Il Buy Now Pay Later e le vacanze italiane

Analisi giuridica del modello "compra ora, paga dopo" e della sua diffusione in Italia con le vacanze estive ormai al termine.

Il presente articolo si concentra sul funzionamento dei servizi di “Buy Now Pay Later” (BNPL) e sulle criticità che il modello pone in termini di tutela del consumatore, tema attualissimo nel presente momento storico e dell’anno in cui le famiglie italiane sempre più spesso ricorrono al credito per finanziare le vacanze estive. Il meccanismo economico sotteso a questi strumenti di pagamento dilazionato, che presentano una natura sostanzialmente creditizia, trova forti criticità sul versante dell’accesso semplificato e privo di reali filtri di merito creditizio, sulla centralità delle commissioni per ritardato pagamento nel modello di ricavo delle società del settore e sui rischi che tale modello comporta. Muovendo da questi assunti pacifici in dottrina, il presente scritto intende verificarli e integrarli con dati ufficiali relativi al mercato italiano, per offrire un quadro giuridico ed economico aggiornato del fenomeno con particolare attenzione ai rischi che esso comporta per i consumatori, ivi compreso quello della segnalazione ai sistemi di informazione creditizia in caso di mancato pagamento delle rate.

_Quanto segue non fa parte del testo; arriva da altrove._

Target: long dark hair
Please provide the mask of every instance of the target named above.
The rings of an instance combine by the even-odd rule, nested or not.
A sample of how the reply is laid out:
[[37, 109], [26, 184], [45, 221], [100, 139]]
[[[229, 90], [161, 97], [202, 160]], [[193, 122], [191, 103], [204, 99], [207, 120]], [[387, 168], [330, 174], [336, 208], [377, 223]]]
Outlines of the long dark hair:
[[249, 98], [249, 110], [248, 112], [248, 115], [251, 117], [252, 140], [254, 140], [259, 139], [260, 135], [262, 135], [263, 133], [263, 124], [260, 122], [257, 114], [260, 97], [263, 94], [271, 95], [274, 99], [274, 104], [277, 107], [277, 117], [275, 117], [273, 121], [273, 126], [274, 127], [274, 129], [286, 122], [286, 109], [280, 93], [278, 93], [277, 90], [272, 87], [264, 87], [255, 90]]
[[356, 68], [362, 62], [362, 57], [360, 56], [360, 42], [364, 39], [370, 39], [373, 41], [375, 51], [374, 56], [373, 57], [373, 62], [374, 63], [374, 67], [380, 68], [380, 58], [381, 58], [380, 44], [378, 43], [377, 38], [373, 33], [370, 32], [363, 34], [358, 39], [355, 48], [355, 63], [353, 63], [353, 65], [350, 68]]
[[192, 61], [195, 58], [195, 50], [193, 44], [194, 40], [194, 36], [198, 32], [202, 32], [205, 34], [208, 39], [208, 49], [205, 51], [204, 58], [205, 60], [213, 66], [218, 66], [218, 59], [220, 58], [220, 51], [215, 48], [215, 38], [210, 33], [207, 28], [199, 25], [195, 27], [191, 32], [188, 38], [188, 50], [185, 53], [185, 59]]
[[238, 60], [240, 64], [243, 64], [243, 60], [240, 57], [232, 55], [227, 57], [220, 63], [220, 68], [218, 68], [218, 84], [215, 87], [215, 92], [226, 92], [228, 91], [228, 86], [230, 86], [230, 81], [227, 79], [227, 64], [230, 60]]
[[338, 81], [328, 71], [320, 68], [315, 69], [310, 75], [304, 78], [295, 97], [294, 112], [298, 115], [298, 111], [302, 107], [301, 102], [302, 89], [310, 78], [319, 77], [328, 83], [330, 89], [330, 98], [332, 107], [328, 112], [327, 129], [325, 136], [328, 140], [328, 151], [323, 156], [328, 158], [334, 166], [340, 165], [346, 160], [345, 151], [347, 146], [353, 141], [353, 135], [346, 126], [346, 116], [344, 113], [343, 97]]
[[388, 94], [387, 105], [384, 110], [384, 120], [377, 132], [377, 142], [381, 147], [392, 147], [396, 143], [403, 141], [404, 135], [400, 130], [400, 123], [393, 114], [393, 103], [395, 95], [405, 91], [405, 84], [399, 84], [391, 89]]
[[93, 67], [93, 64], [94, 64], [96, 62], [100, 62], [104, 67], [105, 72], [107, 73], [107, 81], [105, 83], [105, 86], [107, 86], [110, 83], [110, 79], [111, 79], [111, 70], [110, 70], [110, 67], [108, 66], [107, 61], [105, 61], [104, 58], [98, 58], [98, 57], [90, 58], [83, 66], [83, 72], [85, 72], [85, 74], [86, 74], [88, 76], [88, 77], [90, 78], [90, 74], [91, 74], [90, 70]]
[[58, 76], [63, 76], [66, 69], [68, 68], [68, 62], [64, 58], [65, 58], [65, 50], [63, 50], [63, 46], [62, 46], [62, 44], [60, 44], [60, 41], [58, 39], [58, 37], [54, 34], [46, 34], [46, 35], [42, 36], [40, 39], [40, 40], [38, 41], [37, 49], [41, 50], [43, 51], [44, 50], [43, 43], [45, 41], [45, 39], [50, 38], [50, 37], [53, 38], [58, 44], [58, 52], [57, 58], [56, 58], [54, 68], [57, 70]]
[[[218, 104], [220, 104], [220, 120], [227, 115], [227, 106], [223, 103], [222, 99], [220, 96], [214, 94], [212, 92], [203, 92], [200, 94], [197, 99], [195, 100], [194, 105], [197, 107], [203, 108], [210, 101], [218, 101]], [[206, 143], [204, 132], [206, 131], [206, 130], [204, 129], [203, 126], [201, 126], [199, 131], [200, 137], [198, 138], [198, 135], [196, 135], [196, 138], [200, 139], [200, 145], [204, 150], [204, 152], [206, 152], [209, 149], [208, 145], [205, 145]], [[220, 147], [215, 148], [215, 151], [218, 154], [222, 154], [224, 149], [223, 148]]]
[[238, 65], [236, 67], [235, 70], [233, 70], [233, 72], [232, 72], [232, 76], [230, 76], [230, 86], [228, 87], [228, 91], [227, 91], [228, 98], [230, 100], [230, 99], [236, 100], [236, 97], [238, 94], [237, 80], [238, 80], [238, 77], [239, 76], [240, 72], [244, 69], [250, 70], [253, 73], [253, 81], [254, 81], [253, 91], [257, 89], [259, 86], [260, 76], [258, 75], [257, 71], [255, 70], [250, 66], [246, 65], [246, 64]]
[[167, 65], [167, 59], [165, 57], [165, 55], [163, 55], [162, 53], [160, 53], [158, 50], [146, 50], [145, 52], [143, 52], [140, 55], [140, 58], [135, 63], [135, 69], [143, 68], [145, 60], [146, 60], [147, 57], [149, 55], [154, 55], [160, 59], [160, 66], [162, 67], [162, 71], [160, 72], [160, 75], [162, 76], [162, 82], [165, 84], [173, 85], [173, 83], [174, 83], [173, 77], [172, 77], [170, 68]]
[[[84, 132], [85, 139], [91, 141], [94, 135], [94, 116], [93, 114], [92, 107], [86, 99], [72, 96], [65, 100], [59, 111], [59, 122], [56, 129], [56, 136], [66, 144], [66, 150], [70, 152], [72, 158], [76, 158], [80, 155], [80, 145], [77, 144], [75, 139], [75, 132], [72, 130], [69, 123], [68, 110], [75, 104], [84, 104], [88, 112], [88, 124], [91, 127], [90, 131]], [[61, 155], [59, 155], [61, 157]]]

Il Buy Now Pay Later (BNPL) è una modalità di pagamento dilazionato, tipicamente offerta al momento del checkout online (ma sempre più anche nei negozi fisici), che consente al consumatore di ricevere immediatamente il bene o il servizio acquistato e di corrisponderne il prezzo in un momento successivo, spesso attraverso poche rate a breve scadenza (il classico schema “pay in 3” o “pay in 4”), frequentemente senza interessi espliciti a carico dell’acquirente. Come chiarito dalla Banca d’Italia nella Comunicazione del 28 ottobre 2022 sul piano giuridico il BNPL è comunque una forma di credito al consumo, anche quando non genera interessi, perché realizza pur sempre una dilazione del pagamento del prezzo.

Il mercato italiano conosce essenzialmente due schemi operativi:

  1. Un modello “trilaterale” (il c.d. “Pay in X”), in cui un soggetto terzo finanziatore anticipa il prezzo al venditore e si rivale successivamente sul consumatore per le rate;
  2. Un modello fondato sulla cessione del credito commerciale, in cui il venditore concede direttamente la dilazione e, successivamente, cede il credito così sorto a un intermediario finanziario.

La distinzione non è meramente tecnica, poiché da essa dipendono, allo stato attuale, le tutele concretamente applicabili al consumatore finale.

L’elemento più problematico del modello BNPL, già segnalato dalla Banca d’Italia e ampiamente confermato dalla dottrina giurifica, risiede nella modalità con cui viene concesso l’accesso al credito: a differenza del credito al consumo tradizionale, dove l’intermediario è tenuto per legge ad una valutazione approfondita della capacità di rimborso del richiedente, gli operatori BNPL adottano di norma controlli semplificati e istantanei (c.d. “soft check”), spesso privi di interrogazione delle banche dati creditizie ma funzionali unicamente a garantire una user experience rapida e priva di attriti al momento dell’acquisto, sull’onda della tendenza data dall’odierna “società del consumo”.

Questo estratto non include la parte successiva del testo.